Solution of the Week #89 - To the Right - submitted by Roisin Carters
Christian Festival = EASTER Food tester = TASTER
Annoy = BOTHER Parent = MOTHER
Childminder = SITTER Better adapted = FITTER
In each of these cases, the initial letter has ‘lurched’ two places to the right on a QWERTY keyboard.
So speak/complete = UTTER Animal = OTTER
Solution of the Week #80 - Total Digits - submitted by Roisin Carters
The number I am thinking of has to contain at least five digits, as for any smaller number the total number of digits I write down cannot be exactly four times my number, as many of the numbers only contribute one to three digits each.

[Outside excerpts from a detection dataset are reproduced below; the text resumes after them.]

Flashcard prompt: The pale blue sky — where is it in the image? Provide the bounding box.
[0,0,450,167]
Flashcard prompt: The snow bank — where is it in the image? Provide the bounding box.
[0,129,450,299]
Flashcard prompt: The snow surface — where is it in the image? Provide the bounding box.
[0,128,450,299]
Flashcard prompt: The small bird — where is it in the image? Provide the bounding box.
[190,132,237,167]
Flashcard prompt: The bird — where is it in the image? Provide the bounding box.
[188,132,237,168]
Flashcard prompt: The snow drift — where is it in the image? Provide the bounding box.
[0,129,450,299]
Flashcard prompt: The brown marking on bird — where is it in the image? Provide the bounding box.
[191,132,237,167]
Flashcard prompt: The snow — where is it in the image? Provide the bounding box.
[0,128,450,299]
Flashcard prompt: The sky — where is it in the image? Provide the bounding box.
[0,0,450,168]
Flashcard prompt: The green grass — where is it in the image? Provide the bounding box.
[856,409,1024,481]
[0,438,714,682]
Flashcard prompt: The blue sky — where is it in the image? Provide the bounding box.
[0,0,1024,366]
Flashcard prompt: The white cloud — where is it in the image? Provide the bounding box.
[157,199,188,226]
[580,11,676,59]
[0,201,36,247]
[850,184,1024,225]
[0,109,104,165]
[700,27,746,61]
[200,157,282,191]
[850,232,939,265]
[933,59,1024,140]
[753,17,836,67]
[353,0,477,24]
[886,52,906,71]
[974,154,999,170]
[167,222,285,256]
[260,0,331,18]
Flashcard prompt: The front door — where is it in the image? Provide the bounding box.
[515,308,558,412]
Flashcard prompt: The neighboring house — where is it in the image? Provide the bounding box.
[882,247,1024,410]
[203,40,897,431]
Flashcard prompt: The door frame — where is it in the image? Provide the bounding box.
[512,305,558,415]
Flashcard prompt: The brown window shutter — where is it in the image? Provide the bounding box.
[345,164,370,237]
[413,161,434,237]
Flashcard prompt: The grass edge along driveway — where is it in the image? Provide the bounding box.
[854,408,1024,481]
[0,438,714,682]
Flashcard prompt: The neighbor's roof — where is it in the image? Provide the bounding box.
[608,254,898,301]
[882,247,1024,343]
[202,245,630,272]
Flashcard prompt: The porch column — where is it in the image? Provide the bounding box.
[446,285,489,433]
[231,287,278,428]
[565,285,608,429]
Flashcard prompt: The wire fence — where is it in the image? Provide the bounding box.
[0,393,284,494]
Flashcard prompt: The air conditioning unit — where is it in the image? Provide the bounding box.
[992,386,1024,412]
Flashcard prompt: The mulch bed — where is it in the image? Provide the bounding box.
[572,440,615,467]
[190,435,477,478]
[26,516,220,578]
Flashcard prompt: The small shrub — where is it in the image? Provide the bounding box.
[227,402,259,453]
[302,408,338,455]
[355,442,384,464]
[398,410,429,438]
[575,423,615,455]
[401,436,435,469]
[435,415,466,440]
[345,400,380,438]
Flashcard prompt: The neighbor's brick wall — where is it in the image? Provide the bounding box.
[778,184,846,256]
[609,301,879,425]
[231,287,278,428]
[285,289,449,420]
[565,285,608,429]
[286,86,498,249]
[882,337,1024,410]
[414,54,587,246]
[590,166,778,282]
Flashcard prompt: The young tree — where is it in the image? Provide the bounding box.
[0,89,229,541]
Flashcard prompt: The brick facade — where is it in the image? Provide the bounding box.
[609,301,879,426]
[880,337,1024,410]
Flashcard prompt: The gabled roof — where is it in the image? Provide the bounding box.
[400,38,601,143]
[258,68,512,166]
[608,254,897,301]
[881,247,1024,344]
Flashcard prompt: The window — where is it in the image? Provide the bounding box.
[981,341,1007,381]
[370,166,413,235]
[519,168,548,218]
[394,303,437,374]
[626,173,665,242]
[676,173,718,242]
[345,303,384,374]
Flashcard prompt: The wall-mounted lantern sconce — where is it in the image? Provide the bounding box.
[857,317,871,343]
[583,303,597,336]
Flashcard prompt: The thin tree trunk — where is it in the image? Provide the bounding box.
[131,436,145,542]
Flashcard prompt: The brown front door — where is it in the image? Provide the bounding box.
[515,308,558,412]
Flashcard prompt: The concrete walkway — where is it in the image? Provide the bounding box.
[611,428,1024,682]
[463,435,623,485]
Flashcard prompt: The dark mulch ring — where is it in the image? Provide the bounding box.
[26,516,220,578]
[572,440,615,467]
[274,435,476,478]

The total number of digits I write down up to 9,999 = 9 x 1 + 90 x 2 + 900 x 3 + 9,000 x 4 = 38,889
The total number of digits up to my number n, is therefore 38,889 + 5(n – 9,999) which must equal 4n.
Rearranging this equation gives 5n – 11,106 = 4n and so n = 11,106.
Solution of the Week #76 – Dice Bingo – submitted by Kjell Jonasson
Let the die be symmetric and have n sides. As you start and keep rolling it you progress step by step, from having seen k-1 top sides to having seen k top sides, k running from 1 to n. The step from k-1 to k takes, on the average, n/(n-k+1) rolls. The total number of rolls required to having seen all the n top sides is, on the average, nx[1/n+1/(n-1)+1/(n-2)+...+1)].
For n=20 the sum is almost exactly 72. Hence the die is a regular icosahedron!
Solution to Puzzle #75 - Snack-a-Jack-in-a-Box
A few of you (those I gave a mention to on the Facebook post) correctly supposed that the best approach was to have two piles of five rice cakes each, and then place the other four, two in each of the spaces left over.
The surprising detail that no-one managed to provide, is that technically they don't fit! There is a very slight overlap - a fraction of a millimetre - at the four points shown in the diagram below. Had the rice cakes been just 1.9cm thick, there would have been no problem (and in fact real Snack-a-Jacks are slightly shy of 2cm thick anyway).
For any practical purposes they do fit, which is why I was happy to accept that answer if the arrangement was optimal.